I know how you feel. I’ve been there. Frustration. Hopelessness. Never-ending aching pain that robs you of life’s essence itself. Endless doctor appointments. People confused by your daily ups and down. No one understands. No matter what you do, nothing ever changes.
Let me stop you right there. There is hope. I am proof of that.
Believe me, the answer’s not pretty. The recovery does’t happen over night. But I guarantee you there is a way to fight back and live a normal life.
Bob Marley said, “You never know how strong you are until being strong is the only choice you have.” He understood that every single one of us goes through this process at some time in our life. Most people learn what it’s like to live with chronic pain in their final act- pain leads to diagnosed disease leads to more pain that ends in a last breath. They find out too late what you already know, that life is precious and much too short. How lucky are we that we to learn this truth now so that we can live life to the fullest?
Every recovering sufferer has a pivotal moment in the depth of their fall where they start to climb out of the darkest. For me, this happened when I learn of my step-father’s passing. Pancreatic cancer is a vicious assassin that strikes quickly and without mercy. Now I am driving to drive to Northern California to be with my mother and, with the help of my sisters, figure out a thousand details.
It’s worse than I could have imagined. She has her own health problems to contend with, and it becomes clear that she isn’t able to take care of herself in her current condition.
I am overwhelmed. I am in pain and fighting chronic fatigue and headaches and nerve pain stabbing me with a thousand needles from within. But I have to dig deep and find the strength to be strong for her. I have no other choice but to suck it up and get through this.
It becomes clear that I need to bring my mother home with me, so we pack up what we can and head south. Half way through the nine hour drive, I receive for the second time in a week the phone call no one wants to receive. My half-brother from Oklahoma died that morning. Are you kidding? Really, God? Isn’t it enough that you’ve already stretched me to my breaking point? But I don’t break. The strange thing is the news only strengthens my resolve. I will grieve later. For now, I have no choice but to be strong.
How could I know this decision would be the turning point in my life?

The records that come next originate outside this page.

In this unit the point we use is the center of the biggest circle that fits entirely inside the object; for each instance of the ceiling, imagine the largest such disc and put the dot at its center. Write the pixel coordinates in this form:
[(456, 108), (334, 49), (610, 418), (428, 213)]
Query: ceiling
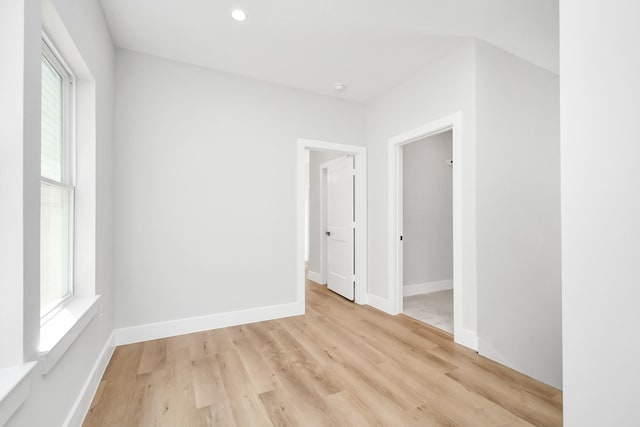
[(369, 45)]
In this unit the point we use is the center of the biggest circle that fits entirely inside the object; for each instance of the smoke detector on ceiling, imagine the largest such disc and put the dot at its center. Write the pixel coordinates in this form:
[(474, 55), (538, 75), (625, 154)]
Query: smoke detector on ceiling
[(239, 15)]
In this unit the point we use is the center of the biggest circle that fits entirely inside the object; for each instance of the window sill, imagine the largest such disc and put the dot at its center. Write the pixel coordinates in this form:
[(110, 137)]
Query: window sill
[(57, 335), (14, 389)]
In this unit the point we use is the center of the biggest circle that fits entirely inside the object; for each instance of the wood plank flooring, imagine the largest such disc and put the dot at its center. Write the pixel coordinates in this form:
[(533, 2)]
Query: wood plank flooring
[(340, 364)]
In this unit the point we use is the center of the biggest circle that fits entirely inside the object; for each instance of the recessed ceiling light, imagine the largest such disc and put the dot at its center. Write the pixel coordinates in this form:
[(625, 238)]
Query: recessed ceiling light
[(239, 15)]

“I never saw a wild thing feeling sorry for itself…,” D.H. Lawrence writes in his celebrated poem. How true his words ring in my heart. I spent years feeling sorry for myself, lost in a maze of negativity that sent me spiraling ever downward. Now that I have to be strong for someone else, I feel empowered. Something inside is coming back to life. I realize and accepted a single fact that ended up being the key to my freedom.
Ready for it?
Here it is in three parts. 1) I am sick. 2) I will always be sick. 3) Being sick is better than being dead.
The realization washes over me like a Protestant baptism.
I live in pain every day of my life. Sometime I crash. That’s okay. I make the most of the time that is given to me. I exercise. I eat right. I reduce stress and anxiety as much as possible.
What I want you to understand is how much control you have over your mind and how much control your mind has over your body. Realize that pain is subject to the moment. I rarely remember how my pain felt yesterday. I only know how the pain feels now. I’ll deal with tomorrow’s pain later.
It’s not easy. I still stumble. I still fall. When attacked by a virus or exhausted from bout of insomnia, I fall back into the habit of negative thinking. That’s when I practice positive self-talk. “You can make it…It can’t hurt any worse than this….Pain is a part of being alive.”
I’m over a year into my recovery. I’ve lost fifty pounds. I’ve been able to start coaching again. In short, I’ve been able to start living again.